Kolejny rekord inflacji. W XXI wieku tak źle jeszcze nie było

Kolejny rekord inflacji. W XXI wieku tak źle jeszcze nie było

Mateusz Morawiecki
Mateusz Morawiecki Źródło: Newspix.pl / Damian Burzykowski
Inflacja w maju znowu mocno w górę. Główny Urząd Statystyczny podał najnowsze dane, które nie pozostawiają złudzeń. Będzie drogo.

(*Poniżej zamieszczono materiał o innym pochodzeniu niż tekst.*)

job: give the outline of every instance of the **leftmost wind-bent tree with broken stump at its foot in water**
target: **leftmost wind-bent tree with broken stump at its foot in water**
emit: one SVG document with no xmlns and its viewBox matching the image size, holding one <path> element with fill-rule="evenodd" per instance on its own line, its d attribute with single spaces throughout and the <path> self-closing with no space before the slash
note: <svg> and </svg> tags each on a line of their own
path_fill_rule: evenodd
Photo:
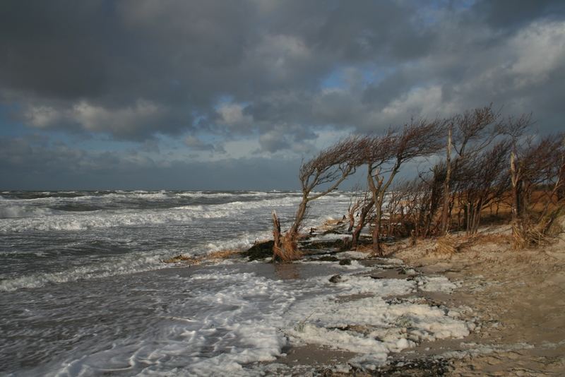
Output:
<svg viewBox="0 0 565 377">
<path fill-rule="evenodd" d="M 331 193 L 347 179 L 347 176 L 355 173 L 355 169 L 362 163 L 362 158 L 359 156 L 359 148 L 363 148 L 363 140 L 355 136 L 345 138 L 335 145 L 322 150 L 308 162 L 302 163 L 299 172 L 302 201 L 298 205 L 295 220 L 283 237 L 280 236 L 280 230 L 277 234 L 277 229 L 280 229 L 280 225 L 278 218 L 273 213 L 273 225 L 275 226 L 273 231 L 275 238 L 273 259 L 290 261 L 299 258 L 297 239 L 309 203 Z M 326 188 L 322 188 L 326 185 L 328 185 Z M 315 188 L 322 189 L 322 191 L 313 193 Z"/>
</svg>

Główny Urząd Statystyczny podał dane dotyczące inflacji konsumenckiej za maj 2022 roku. Tak złych odczytów w XXI wieku jeszcze nie było. Od stycznia 2021 roku ceny towarów i usług niemal nieustannie rosną (za wyjątkiem lutego 2022 r., gdy wskaźnik krótkotrwale zareagował na wprowadzenie kolejnej tarczy antyinflacyjnej). Przypomnijmy, że cel inflacyjny Narodowego Banku Polskiego ustawiony jest na poziomie 2,5 proc., który ostatnio widziany był już ponad rok temu.

Inflacja w Polsce w maju znowu w górę

Inflacja konsumencka wyniosła 13,9 proc. w ujęciu rocznym w maju 2022 r., według szybkiego szacunku danych, podał Główny Urząd Statystyczny. W stosunku do poprzedniego miesiąca ceny towarów i usług konsumpcyjnych wzrosły o 1,7 proc. w kwietniu, podał też GUS. „Ceny towarów i usług konsumpcyjnych według szybkiego szacunku w maju 2022 r. w porównaniu z analogicznym miesiącem ub. roku wzrosły o 13,9 proc. (wskaźnik cen 113,9), a w stosunku do poprzedniego miesiąca wzrosły o 1,7 proc. (wskaźnik cen 101,7)” – czytamy w komunikacie.

Ceny żywności i napojów bezalkoholowych wzrosły o 13,5 proc. rok do roku, nośników energii - wzrosły o 31,4 proc. r/r, paliw do prywatnych środków transportu zwiększyły się o 35,4 proc. r/r, podano w komunikacie. W ujęciu miesięcznym, ceny żywności i napojów bezalkoholowych wzrosły o 1,3 proc., nośników energii wzrosły o 3,4 proc., natomiast paliw do prywatnych środków transportu zwiększyły się o 5 proc., podano także.

Analitycy przewidywali od 13,5 do 14 proc.

Analitycy przewidywali, rozstrzał odczytu o pół punktu procentowego. Najmniej pesymistyczne analizy przedstawiali analitycy BNP Paribas i BOŚ Banku, który uważali, że inflacja za maj w ujęciu rocznym wyniesie 13,5 proc. Nieco większy poziom przewidywali specjaliści z Credit Agricole, którzy prognozowali 13,7 proc. Najbardziej pesymistycznie do tematu podeszli analitycy banków Pekao i Santander. W obu przypadkach było to przełamanie kolejnej psychologicznej granicy. Obie instytucje przewidywali osiągnięcie 14 proc. W ostatnich miesiącach inflacja przewyższała jednak nawet najbardziej pesymistyczne prognozy analityków.